The company reported average spot prices for the final quarter of FY19 were $116/megawatt-hour (MWh) at Otahuhu and $95/MWh at Benmore, which translated into FY19 spot prices reaching record levels of $143/MWh at Otahuhu and $123/MWh at Benmore.
Management said the record pricing levels were largely a function of the market's view of future thermal availability, which also affected the long-term outlook of wholesale market prices, increasing futures prices to $114/MWh for FY20.
Mercury's hydro generation was 796 gigawatt-hour (GWh) in the most recent quarter, a decrease of 422GWh from near-record levels in the prior comparable quarter as its Waikato catchment inflows were below average in Q4 FY19.
Despite below-average inflows in the quarter, management said that Mercury was able to finish the year strongly by utilising the peaking capability of the Waikato Hydro Scheme to benefit from spot price volatility.
Mercury's geothermal generation increased by 23GWh to 731GWh in Q4 FY19 from 708GWh in the prior comparable period, which had more planned maintenance outages, and contributed to FY19 geothermal generation of 2,896GWh – the highest annual geothermal generation for the company.
The company also noted lower customer numbers in the quarterly report, citing its focus on value and existing customers resulted in reduced acquisition activity as retail margins narrowed with the continued rise in the electricity futures curve.

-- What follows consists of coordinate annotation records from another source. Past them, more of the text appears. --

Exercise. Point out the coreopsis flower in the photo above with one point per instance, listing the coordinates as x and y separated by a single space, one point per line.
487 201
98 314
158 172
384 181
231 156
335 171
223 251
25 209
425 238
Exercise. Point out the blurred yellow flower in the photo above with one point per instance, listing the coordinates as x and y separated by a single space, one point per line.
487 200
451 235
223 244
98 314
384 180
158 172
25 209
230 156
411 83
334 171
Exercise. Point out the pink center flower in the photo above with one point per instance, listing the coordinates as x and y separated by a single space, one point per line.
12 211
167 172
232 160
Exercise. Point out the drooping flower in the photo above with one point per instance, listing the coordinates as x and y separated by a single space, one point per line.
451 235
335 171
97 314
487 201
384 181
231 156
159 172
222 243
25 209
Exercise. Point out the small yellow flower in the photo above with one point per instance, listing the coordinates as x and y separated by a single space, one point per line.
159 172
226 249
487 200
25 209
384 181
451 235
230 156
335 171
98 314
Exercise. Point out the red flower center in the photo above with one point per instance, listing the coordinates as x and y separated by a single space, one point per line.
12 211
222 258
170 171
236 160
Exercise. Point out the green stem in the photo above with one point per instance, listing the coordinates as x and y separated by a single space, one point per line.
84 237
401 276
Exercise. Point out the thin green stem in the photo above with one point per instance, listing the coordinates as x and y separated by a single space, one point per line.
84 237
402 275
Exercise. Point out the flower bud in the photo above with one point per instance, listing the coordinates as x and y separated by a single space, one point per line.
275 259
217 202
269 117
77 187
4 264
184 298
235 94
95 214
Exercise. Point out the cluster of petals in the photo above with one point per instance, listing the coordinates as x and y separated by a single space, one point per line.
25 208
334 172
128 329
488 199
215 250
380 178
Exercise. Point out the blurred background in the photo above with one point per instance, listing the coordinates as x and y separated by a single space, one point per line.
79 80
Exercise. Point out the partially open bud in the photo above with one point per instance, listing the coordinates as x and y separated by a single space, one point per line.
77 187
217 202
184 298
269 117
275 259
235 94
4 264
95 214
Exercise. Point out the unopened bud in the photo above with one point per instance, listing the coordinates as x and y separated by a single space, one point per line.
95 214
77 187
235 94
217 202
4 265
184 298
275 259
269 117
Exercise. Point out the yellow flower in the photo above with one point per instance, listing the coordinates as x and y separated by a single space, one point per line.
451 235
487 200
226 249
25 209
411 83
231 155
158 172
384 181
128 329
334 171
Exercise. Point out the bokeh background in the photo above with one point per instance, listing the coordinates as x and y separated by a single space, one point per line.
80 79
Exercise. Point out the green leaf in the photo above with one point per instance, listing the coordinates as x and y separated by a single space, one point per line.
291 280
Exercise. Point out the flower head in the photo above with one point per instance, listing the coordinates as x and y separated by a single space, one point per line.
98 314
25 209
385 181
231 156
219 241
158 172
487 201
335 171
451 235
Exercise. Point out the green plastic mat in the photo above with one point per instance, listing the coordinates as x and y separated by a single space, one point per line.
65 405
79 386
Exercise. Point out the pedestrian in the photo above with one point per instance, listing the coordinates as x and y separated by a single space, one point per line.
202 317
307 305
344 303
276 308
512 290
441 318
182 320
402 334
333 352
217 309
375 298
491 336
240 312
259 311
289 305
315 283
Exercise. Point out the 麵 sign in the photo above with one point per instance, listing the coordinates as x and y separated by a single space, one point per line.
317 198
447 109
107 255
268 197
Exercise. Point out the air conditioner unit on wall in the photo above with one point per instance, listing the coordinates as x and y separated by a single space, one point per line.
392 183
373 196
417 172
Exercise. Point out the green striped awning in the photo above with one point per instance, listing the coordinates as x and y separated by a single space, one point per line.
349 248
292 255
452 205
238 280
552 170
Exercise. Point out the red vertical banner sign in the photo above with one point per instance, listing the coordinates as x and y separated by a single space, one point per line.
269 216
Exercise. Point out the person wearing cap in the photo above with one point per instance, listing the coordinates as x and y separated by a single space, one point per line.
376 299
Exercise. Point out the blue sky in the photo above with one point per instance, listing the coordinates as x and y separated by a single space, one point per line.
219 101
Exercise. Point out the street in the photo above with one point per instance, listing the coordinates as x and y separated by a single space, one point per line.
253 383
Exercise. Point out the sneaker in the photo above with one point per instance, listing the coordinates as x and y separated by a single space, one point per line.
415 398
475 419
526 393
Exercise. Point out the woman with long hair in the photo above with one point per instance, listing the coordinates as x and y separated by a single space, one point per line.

Mercury acquired around 4,000 fewer customers in Q4 FY19 compared to Q4 FY18, with the proportion of Mercury brand customers acquired on discounted rates falling from 55% in Q4 FY18 to 27% in Q4 FY19.
This contributed to customer numbers across all brands decreasing by 6,000 across the quarter to 373,000.
Where to now for the Mercury share price?
While the quarterly results indicate a bit of a mixed bag for the New Zealand renewables group, the company's shares could see higher trading activity in early trade.
The Mercury share price is currently trading at $4.35 per share as at the start of trading and has soared 22.5% higher so far this year on strong electricity pricing and steady operational expansion.
Mercury's investment in Tilt Renewables Ltd (ASX: TLT) has also paid dividends for the group in 2019 and the signs are positive for the renewables group heading into the second half of the year.